トランプ氏が今回の件で大統領選挙への出馬資格を失うかどうかはよくわからない。民意から一定の支持があるだけでなく、政治的な思惑で憲法規定を曲げてはいけないと主張する専門家も多いと時事通信の別の記事が伝えている。憲法に書いてある条件は「米国生まれ」「35歳以上」「米国に14年以上居住」だけなのだそうだ。

アメリカがどこに向かっているのかは今の時点ではよくわからない。「スパイ疑惑」などがありつつも、アメリカの有権者の一部が「それよりも大切な守りたいものがある」と考えていることがよくわかる。彼らが望んでいるのはおそらく憲法秩序の部分的な破壊なのだろう。危険な兆候がある時点ではこうした問題を機に止める人は多くない。だが一旦「プロセス」が始まると今度は少数者が止めることは難しくなり「あの時気がついていればよかった」ということになる。

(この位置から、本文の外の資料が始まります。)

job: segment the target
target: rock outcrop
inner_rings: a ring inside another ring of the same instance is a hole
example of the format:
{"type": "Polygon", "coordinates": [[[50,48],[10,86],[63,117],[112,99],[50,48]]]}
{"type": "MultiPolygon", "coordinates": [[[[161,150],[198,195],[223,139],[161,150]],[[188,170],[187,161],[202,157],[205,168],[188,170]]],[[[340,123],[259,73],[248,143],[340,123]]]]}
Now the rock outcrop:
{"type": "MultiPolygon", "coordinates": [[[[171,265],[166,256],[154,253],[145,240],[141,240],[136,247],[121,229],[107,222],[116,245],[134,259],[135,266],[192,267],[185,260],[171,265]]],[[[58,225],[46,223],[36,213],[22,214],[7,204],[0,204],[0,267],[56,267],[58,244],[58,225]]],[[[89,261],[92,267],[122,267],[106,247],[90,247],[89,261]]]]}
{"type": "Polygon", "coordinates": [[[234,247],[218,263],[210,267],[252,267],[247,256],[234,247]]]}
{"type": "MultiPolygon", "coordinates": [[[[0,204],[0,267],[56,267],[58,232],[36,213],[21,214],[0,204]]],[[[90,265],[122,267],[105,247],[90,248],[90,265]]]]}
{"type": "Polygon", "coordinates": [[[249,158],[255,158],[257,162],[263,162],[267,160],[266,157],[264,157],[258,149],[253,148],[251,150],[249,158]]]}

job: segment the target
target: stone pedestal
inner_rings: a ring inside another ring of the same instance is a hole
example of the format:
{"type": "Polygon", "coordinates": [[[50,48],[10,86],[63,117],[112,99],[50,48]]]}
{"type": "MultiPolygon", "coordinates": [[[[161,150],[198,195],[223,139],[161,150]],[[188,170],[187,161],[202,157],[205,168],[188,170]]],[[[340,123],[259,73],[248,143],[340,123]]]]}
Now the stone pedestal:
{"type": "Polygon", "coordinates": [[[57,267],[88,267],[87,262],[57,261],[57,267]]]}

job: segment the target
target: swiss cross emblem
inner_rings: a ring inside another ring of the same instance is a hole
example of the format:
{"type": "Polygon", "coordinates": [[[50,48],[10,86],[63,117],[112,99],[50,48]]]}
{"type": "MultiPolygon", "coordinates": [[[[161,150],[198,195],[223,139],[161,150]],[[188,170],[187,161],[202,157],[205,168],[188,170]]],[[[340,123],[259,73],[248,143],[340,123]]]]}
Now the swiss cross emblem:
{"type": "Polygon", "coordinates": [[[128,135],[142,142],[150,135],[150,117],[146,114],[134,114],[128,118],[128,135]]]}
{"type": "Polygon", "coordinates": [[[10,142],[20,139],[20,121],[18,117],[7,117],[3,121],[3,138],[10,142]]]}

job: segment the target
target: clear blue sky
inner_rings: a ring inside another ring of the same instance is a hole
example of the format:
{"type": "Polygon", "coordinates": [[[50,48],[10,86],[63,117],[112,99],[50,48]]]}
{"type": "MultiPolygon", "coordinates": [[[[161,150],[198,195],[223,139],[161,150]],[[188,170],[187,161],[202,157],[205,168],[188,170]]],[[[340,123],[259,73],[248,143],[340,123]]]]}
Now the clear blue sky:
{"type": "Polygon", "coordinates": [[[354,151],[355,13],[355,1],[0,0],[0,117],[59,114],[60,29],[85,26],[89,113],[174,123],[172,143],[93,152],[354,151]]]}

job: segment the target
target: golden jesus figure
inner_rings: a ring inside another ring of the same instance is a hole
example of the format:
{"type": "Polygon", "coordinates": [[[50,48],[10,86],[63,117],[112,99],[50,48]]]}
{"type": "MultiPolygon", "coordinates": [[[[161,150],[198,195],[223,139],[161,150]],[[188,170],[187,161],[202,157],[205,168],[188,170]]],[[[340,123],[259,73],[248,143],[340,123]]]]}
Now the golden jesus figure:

いずれにせよアメリカではもうこのプロセスが始まってしまっており行き着くところまで行き着くしかないと言えるのかもしれない。彼らは憲法の精神を盾に秩序への反抗を試みている。「書いてあること」の方が実現しようとしていることよりも重要であるという原理主義的な憲法理解がアメリカを蝕んでいるように思える。

ただこうした庶民の怒りがそのまま政治的なムーブメントになることはない。これを一つにまとめるためには優秀なアジテーターが必要だ。優秀なリアリティショータレントだったトランプ氏にはその才能があり共和党の集会を即座に「劇場」に変えてしまう力があるようだ。